I actually had a chance to study hundreds of photographs of accident fatalities a few years ago. IMO most drivers died from aortal tearing when they hit the steering wheel but by far most people died from being ejected. It was the landing head first that killed them.

I remember riding around in the bed of a truck when I was a kid. :slight_smile:

My dad installed seatbelts on our family cars when I was a kid in the mid-1960’s or so after my cousin was thrown from my aunt’s car in minor collision – fortunately no serious injury.

My dad actually paid extra to have rear seat belts installed in our 1967 Datsun. We were the only people I knew back then with a Datsun. When we were rear-ended one time, my sister was injured when she went forward in the belt and hit her mouth on the metal ash tray that was attached to the back of the front passenger seat. That incident was actually what inspired me to become a lawyer, but that’s another story. She was 6 at the time.

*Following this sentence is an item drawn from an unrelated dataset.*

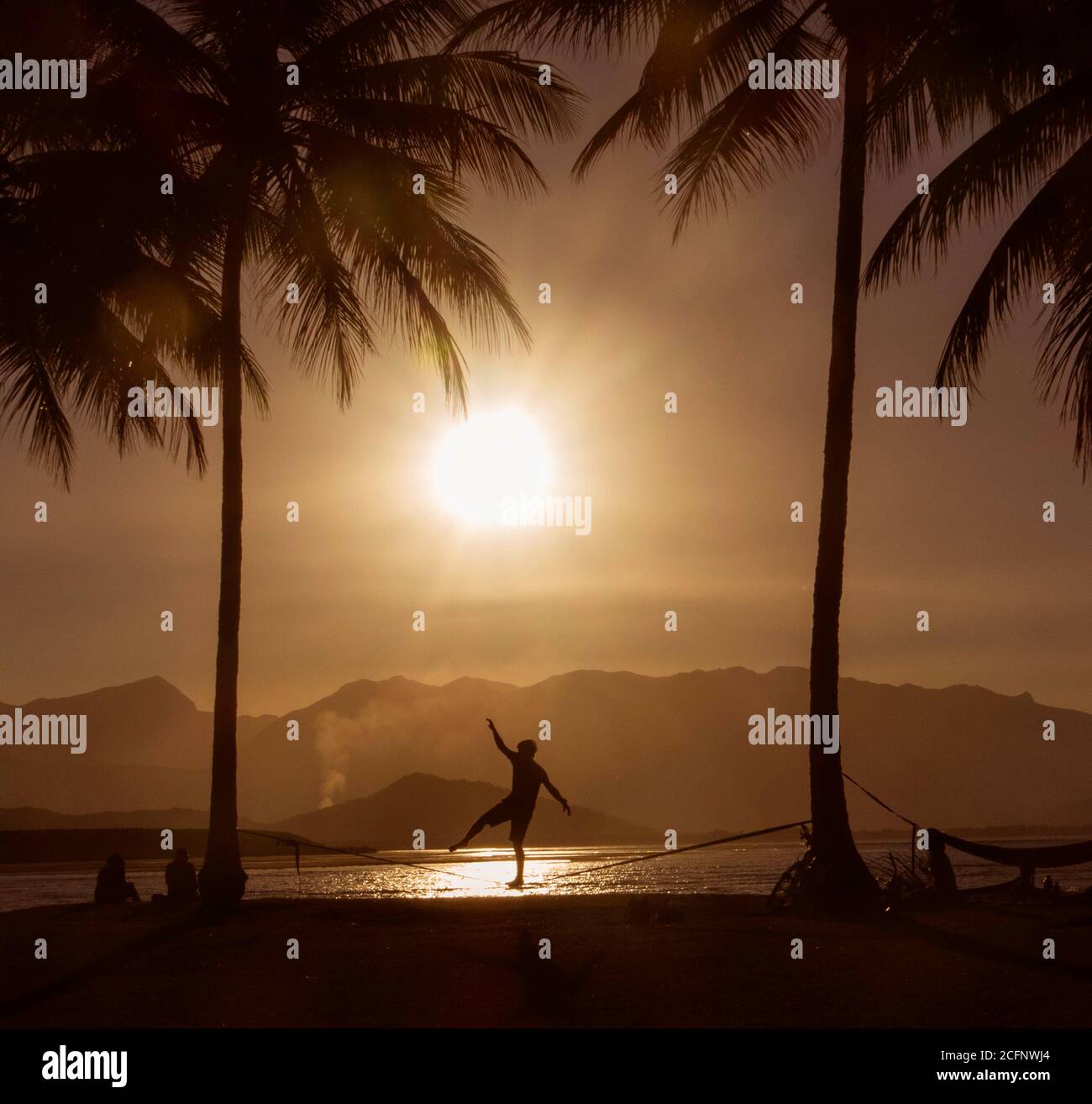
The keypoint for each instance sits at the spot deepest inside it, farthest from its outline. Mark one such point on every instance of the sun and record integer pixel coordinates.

When my oldest son (now 27) was born, we used the rear facing car seat. After my D was born 14 months later, we put her in that seat and got a forward seat for him. My MIL used to complain about trying to put him into it, and complained that she didn’t have to do this when HER kids were babies in the 50’s. I asked her if she would have used a car seat if one had been available and she said, of course! I wound up buying a seat to leave in her car permanently, which made it easier for her. My youngest is 18 and he came out of a car seat at 40 lbs, or about age 5. Now, even just a few years later, kids stay in car seats much longer and I think it’s great.

I also think that many of the other advances have contributed to the reduction in MVA deaths, including air bags even on side windows and lap and shoulder belts (but not the dangerous “engulf and devour” type),

I remember one time my dad loaded ELEVEN people into our Datsun (bucket seats and a rear that sat 3) to go see the movie “Camelot.” I sat on my dad’s friend’s lap with my sister in the front passenger seat. My dad was the only one who wasn’t doubled or tripled up. Imagine trying that today!

^Once went to a concert with 9 high school or older folks in a Gremlin. Ah, the bad old days!

In the mid-50s, tiny babies were put in a portable bassinet designed to hang over the back of the front bench seat. Do not believe there was any way to even secure the baby, never mind the bassinet. My father added seat belts to our 1961 car.

Yes, that was a car bed. The one I remember hooked over the 2nd seat. The toddler in the family sat in the car seat in the middle of the front seat. It hooked over the seat and had a little steering wheel and horn. Some of us then doubled up in the 2nd seat. The rest of us played in the “way back”. Sometimes we climbed between these areas. This was a regular occurrence when we drove an hour each way (mostly on the highway) to our grandparent’s house.

LOL my mom had a Datsun, too, and I never knew anyone else with one.

My uncle was a Northeastern student. As a passenger, when the car he was in went off the road and up an embankment, he was thrown from the car (no seat belts) and died because the car rolled back over him.

No seatbelts - we would ride in the well of my mom’s VW bug (try to fit as many cousins as possible) or in sleepbags in the back of my grandparents sedan.

Sadly, there was a tragedy a few years ago in S. Jersey when an SUV overfilled with with boys from a nearby high school and rolled over over on the Parkway–four of the eight were thrown from the vehicle and killed.